2018年5月11日号 Vol.325

[第88回]
キャブ歴30周年を迎えました


先月このコラムの書き出しで、「30年近くキャブを運転していると…」と何気なく書きましたが、よく考えたら今年3月30日のキャブ免許更新で、ちょうど30年だったことにハタと気付きました。
30年の間に、日本に行ったことがある人とか、日本に在住経験がある人も増え、当然そういうお客さんを乗せることも増えたと思います。そういうお客さんとの会話のきっかけはケースバイケースですが、お客さんが僕のライセンスIDの名前を見て、「あなたは日本人ですか?」と聞いてくることが多いです。
つい最近乗せた中年の白人女性は、10年間大阪に住んで英語を教えていたと言っていました。「10年も住んだのなら、もしかして関西弁を喋るんですか?」と聞くと、なんと見事な関西弁を披露してくれました。白人女性が関西弁を流暢に喋るというのも奇なものです。まるで大阪のおばちゃん(僕の叔母ちゃんではなく、一般的な意味で)。目的地に着くまで、つくづく感心しながらこの女性との会話を楽しみました。
それからこれは去年の話。真夜中にレキシントンのグラセン近くで、70代くらいのでっぷり太った白人男性を乗せました。ブルックリンのパークスロープまでの道中、「景気はどう?」みたいな感じで話しかけてきたので、僕が「TLC(ニューヨーク市タクシー&リムジン協会)にはいじめられるし〜」みたいな話をしているうちに、僕が日本人だとわかったみたいでした。

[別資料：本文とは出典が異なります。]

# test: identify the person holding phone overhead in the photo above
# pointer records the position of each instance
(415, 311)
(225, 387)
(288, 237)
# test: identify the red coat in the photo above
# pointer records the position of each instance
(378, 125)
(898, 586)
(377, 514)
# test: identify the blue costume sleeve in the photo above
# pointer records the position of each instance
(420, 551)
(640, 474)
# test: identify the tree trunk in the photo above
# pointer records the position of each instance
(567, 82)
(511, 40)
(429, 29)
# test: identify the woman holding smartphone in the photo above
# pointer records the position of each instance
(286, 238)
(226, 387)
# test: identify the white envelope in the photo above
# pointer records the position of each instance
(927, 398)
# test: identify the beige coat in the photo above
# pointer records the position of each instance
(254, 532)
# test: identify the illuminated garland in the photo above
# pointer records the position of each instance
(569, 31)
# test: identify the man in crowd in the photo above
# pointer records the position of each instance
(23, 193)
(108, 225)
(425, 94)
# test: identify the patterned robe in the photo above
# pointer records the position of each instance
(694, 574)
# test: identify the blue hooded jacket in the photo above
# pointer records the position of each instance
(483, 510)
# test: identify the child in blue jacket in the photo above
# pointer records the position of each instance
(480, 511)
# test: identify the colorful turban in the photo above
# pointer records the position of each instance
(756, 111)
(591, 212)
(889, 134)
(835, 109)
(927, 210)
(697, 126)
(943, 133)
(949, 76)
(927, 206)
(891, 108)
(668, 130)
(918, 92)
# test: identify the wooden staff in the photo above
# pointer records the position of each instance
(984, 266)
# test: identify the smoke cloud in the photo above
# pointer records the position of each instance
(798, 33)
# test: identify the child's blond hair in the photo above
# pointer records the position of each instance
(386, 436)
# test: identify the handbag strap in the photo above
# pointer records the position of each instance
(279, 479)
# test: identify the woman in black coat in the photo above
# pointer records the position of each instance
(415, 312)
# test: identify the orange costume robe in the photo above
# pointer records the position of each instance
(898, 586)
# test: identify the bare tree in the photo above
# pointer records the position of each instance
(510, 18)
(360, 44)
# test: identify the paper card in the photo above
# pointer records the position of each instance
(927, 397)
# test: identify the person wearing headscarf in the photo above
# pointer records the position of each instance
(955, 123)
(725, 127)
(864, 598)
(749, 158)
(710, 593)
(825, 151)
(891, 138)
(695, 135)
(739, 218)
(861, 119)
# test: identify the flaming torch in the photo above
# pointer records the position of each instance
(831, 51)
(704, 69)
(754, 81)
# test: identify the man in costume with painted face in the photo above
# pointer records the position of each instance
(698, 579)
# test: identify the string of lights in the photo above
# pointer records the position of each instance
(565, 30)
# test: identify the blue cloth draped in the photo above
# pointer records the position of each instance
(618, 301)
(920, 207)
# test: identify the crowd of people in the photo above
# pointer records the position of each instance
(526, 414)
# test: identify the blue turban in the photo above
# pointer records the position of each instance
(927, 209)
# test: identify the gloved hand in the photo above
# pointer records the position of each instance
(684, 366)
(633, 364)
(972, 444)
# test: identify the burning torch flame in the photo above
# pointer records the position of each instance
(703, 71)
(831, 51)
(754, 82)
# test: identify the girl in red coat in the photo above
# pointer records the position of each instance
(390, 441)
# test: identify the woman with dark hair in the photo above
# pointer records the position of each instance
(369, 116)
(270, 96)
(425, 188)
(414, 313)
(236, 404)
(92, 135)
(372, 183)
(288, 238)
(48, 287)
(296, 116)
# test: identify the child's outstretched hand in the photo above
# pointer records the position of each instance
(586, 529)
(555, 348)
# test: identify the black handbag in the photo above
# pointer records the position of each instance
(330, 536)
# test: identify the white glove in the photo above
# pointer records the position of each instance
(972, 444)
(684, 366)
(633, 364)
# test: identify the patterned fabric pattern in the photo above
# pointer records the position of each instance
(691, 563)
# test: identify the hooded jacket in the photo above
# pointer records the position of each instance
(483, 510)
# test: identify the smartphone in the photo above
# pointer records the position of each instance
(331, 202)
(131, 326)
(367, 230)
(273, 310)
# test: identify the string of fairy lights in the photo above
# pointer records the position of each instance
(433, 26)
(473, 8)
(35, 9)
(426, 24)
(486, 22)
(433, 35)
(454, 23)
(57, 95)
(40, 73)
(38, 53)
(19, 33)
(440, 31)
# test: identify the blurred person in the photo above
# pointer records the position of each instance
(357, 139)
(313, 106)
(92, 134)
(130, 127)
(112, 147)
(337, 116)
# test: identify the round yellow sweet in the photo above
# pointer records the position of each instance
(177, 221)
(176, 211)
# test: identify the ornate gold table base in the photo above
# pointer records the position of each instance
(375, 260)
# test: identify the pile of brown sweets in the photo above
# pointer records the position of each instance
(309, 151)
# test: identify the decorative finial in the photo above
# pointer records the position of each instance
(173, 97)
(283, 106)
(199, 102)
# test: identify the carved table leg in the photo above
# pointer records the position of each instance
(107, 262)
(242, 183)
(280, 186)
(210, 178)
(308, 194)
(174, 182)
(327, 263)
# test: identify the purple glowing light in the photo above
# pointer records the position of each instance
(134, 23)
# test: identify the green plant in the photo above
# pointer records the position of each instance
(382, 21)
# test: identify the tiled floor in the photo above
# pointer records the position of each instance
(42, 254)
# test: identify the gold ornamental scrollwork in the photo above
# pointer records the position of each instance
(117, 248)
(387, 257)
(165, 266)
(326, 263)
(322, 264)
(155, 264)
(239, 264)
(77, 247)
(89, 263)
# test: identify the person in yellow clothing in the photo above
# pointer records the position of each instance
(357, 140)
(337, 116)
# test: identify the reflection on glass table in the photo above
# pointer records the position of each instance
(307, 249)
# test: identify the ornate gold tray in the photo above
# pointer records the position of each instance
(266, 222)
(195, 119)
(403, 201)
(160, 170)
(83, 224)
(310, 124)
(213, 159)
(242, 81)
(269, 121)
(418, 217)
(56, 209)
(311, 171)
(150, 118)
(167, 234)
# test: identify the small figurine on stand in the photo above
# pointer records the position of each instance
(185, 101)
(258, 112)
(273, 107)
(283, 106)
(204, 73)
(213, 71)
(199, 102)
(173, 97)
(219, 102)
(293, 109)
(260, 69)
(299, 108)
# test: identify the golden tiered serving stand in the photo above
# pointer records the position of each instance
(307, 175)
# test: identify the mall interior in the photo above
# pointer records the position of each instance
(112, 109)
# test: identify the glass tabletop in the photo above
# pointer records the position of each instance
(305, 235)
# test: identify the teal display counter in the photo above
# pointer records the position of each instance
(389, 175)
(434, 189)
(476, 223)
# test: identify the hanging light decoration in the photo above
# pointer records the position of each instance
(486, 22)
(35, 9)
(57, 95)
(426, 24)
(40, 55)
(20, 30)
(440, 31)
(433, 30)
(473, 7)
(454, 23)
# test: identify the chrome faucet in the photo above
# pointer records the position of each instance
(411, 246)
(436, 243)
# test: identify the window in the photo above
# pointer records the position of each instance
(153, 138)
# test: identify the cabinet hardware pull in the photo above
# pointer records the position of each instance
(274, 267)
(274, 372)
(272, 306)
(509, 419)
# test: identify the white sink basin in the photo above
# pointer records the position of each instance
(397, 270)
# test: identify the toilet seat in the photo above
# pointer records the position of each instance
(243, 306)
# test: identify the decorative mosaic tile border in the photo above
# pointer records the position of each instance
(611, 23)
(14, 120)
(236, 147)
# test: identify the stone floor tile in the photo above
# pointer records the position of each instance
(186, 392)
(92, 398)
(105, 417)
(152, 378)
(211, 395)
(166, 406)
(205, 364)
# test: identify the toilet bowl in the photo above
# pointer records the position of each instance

しかも僕の故郷・福岡県に、学生時代に住んでいたそうで、お互いに一気に親近感アップ。このおじさん、名刺までくれて、「今度酒でも飲もう」と。名刺をみると、マーケティング会社の社長さんでした。名刺の表は英語、裏が日本語ってことは、きっと日本人の顧客もいるんでしょう。

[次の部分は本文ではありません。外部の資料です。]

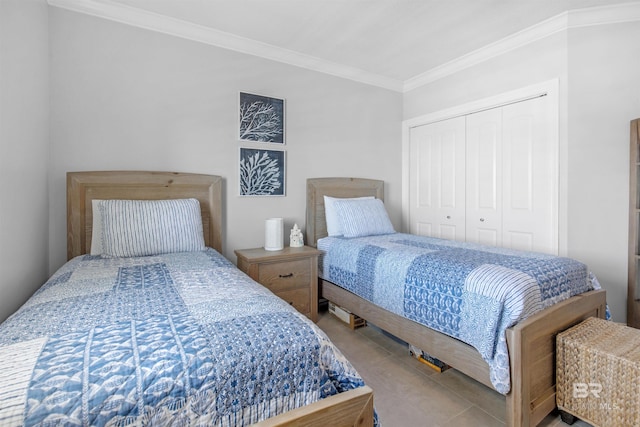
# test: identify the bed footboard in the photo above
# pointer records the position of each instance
(532, 350)
(531, 346)
(349, 409)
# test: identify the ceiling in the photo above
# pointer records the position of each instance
(395, 40)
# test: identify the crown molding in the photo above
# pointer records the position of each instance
(603, 15)
(175, 27)
(124, 14)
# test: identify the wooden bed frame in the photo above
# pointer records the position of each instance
(352, 408)
(531, 343)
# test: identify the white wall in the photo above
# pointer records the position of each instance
(599, 95)
(23, 150)
(127, 98)
(603, 97)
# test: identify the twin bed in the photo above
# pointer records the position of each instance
(142, 327)
(127, 334)
(476, 324)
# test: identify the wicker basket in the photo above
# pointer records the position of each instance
(598, 373)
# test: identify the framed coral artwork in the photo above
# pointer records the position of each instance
(262, 172)
(261, 119)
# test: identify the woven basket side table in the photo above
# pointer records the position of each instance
(598, 373)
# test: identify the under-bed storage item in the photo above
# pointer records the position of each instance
(598, 373)
(161, 339)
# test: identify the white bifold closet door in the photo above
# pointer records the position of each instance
(489, 177)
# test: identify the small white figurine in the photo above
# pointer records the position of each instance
(296, 240)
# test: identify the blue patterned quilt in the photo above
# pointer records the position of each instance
(178, 339)
(468, 291)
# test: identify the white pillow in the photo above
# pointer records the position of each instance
(96, 228)
(333, 222)
(150, 227)
(360, 218)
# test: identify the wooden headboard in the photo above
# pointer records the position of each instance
(83, 187)
(317, 188)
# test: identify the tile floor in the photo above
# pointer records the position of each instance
(408, 393)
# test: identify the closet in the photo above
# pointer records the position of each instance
(490, 176)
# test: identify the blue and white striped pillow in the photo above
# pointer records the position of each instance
(363, 217)
(150, 227)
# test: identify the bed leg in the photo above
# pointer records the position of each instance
(566, 417)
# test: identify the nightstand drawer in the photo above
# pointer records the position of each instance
(285, 275)
(291, 273)
(298, 298)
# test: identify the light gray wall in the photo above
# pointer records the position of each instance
(599, 95)
(24, 150)
(128, 98)
(603, 97)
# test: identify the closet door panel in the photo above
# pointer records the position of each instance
(484, 177)
(437, 179)
(530, 177)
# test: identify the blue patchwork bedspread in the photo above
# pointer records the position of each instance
(468, 291)
(179, 339)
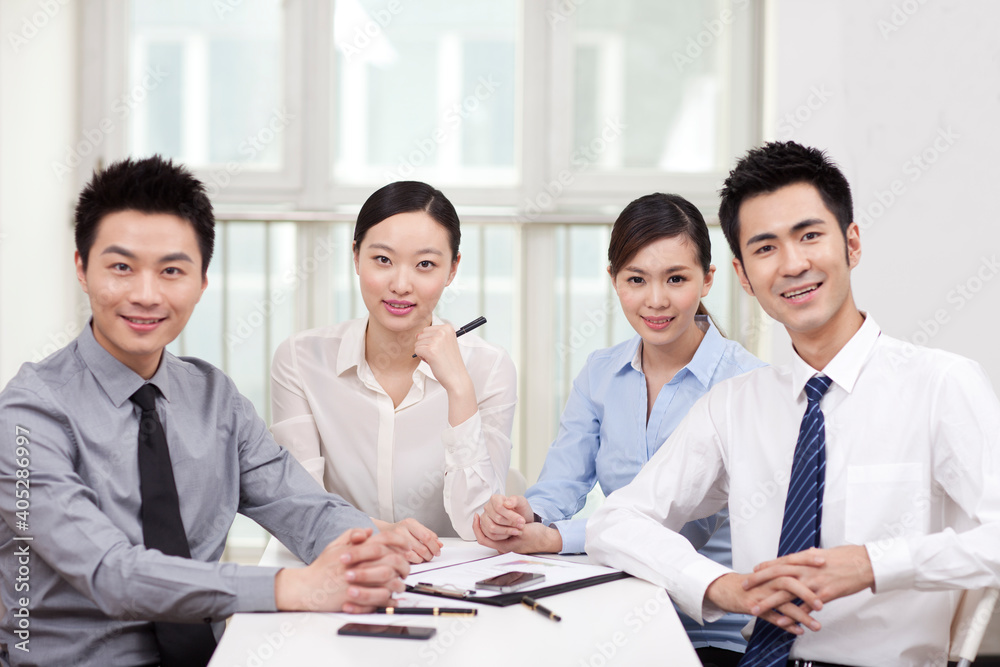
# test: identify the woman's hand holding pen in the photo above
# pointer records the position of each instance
(438, 346)
(422, 542)
(505, 516)
(535, 538)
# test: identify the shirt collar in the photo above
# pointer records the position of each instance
(117, 380)
(845, 367)
(352, 348)
(702, 365)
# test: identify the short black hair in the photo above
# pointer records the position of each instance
(407, 197)
(150, 185)
(774, 165)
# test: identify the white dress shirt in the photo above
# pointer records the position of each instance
(912, 447)
(394, 462)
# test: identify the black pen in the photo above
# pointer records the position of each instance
(531, 604)
(426, 611)
(474, 324)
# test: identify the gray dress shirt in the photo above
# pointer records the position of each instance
(78, 586)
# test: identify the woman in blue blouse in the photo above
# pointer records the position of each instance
(629, 398)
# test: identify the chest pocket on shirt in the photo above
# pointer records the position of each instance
(887, 500)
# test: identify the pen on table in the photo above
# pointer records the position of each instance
(532, 604)
(478, 322)
(426, 611)
(423, 587)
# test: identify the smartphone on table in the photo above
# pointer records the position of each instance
(389, 631)
(510, 581)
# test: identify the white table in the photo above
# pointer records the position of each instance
(628, 622)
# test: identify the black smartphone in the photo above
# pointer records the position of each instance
(510, 581)
(390, 631)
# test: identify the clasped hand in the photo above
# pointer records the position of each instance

で、印刷されたカタカナの名字が「ビックリー」さんで、ビックリ。ツッコむ前に目的地についてしまって残念でした。それが去年の暮れで、未だに連絡していませんが、せっかくなのでこのコラムでも土産に酒にでも誘ってみようかな。
もう一つ。大阪に半年ほど住んだという女性を乗せたところ、「大阪は食べ物が安くて美味しい。おかげで舌が肥えた」と熱弁をいただきました。話に気を取られ、曲がるべき角で曲がり損ね、遠回りする羽目に。それでもこの女性、「ノー・プロブレム!」と大笑いして、チップをドン!とくれました。